The Countdown to Christmas continues—15 days until Christmas.
Julia Roberts is a certified life coach, author of Motherhood to Otherhood and the host of GR8MOM Radio on myexpertsolution.com. Her approach is always about having more fun, freedom and love in your life. She blogs at www.motherhoodtootherhood.com, and runs a forum for moms at GR8Moms.ning.com. Her take on Christmas gift giving in her family is as creative and unconventional as she is. This is a big idea that can keep your Christmas bills small.
Three years ago, I proposed that instead of picking gift names out of the hat, we go back to giving everyone a gift—mind you, that’s 6 kids, our Mom and Dad, 5 spouses or significant others +10 grandchildren—with a twist that would make it much less expensive! Our whole family has completely switched over to regifting for Christmas. No apologies, no pretense. We each “shop at home” for things we think the other will enjoy – new or used! The most important aspect is to find things we aren’t using, but that are cool, valuable, new(ish), stylish, useful… all the same attributes you’d apply to finding the perfect gift for that person in a store.
We’re on our third year of this plan. Sometimes I make things with my voluminous craft supply, but often I just wrap something from my own closet or shelf. This year I have a pair of Gap loafers that are too small for me, and have hardly ever been worn. I’ll give those to a sister whose feet are slightly smaller than mine. (I’m glad they’ll find a new home, too. They’re nice shoes!) And don’t tell her but I used some Tandy craft leather and knitted two dog collars on my knitting jenny for her two dogs. ($1.99 per collar, for the leather.) I might find, buy or knit some socks to brighten the package. I have a biography of Shirley Temple that I’ll likely give to a sister who shares my interest in her. I may add a blue Shirley Temple milk pitcher I have, if I can bear to part with it – or see if I can get her own on Ebay.
I have brothers-in-law for whom my husband will pick interesting books, cds or dvds from our existing collection. The point is to not spend money, but also to take time to choose with care and interest and regift them with things they’ll be grateful to receive. I think we’re all grateful to spend much less each Christmas. And many of us are more likely to by the other a birthday gift than we might have.
For my own part, I find that my gift pile is about the same level of hit and miss as it ever was – but at least no one went broke doing it. When you’re regifting you can give someone a fancy coffee maker or a leather jacket, something the might be worth $100 to $300 – more than we’d normally spend on a sister. I get many things I like, I feel loved and considered, and I’m able to offer gifts that I already owned. This way I’m not stuck with things that maybe I bought and can’t return, or got as a gift or a freebie from somewhere, or regret buying, things that are beautiful but don’t fit me or my lifestyle.
We have all regifted in secret at some point in our lives. The beauty of this plan is the openness about it.
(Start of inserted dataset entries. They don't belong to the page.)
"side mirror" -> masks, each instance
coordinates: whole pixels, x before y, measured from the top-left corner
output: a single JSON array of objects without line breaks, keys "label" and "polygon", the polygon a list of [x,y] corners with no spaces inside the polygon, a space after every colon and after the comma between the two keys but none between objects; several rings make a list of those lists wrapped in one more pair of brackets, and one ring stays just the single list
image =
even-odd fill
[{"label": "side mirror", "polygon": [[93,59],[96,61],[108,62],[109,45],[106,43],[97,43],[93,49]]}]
There is no guilty secret when everyone is doing it. We all save money and make our best effort to pick a gift not that we just happen to have, but that we happen to have and the recipient actually wants. It can be hurtful to receive something that was obviously a regift – but only if that’s a “cheat”. It feels unfair if you bought a beautiful gift for your brother and his wife, and they give you the Football clock that came free with their Time Magazine subscription. When you agree to regift, all of the hurt, guilt and secrecy go away.
We took SHOP AT HOME to a new level! I can’t speak for all my siblings – but everything I’ve heard is that this way of giving really works for us. I look for gifts that I hope they’ll enjoy and that will express my love and deepen our connection. I just do it in my own closet.
Maybe you can let regifting come out of the closet in your family too.
joanna says
We are regifting much more this year, with caution. I have to remember who gave me the gift originally, and not give it to someone in the same circle! I like that your family has an understanding, and makes regifting accepted. Great idea!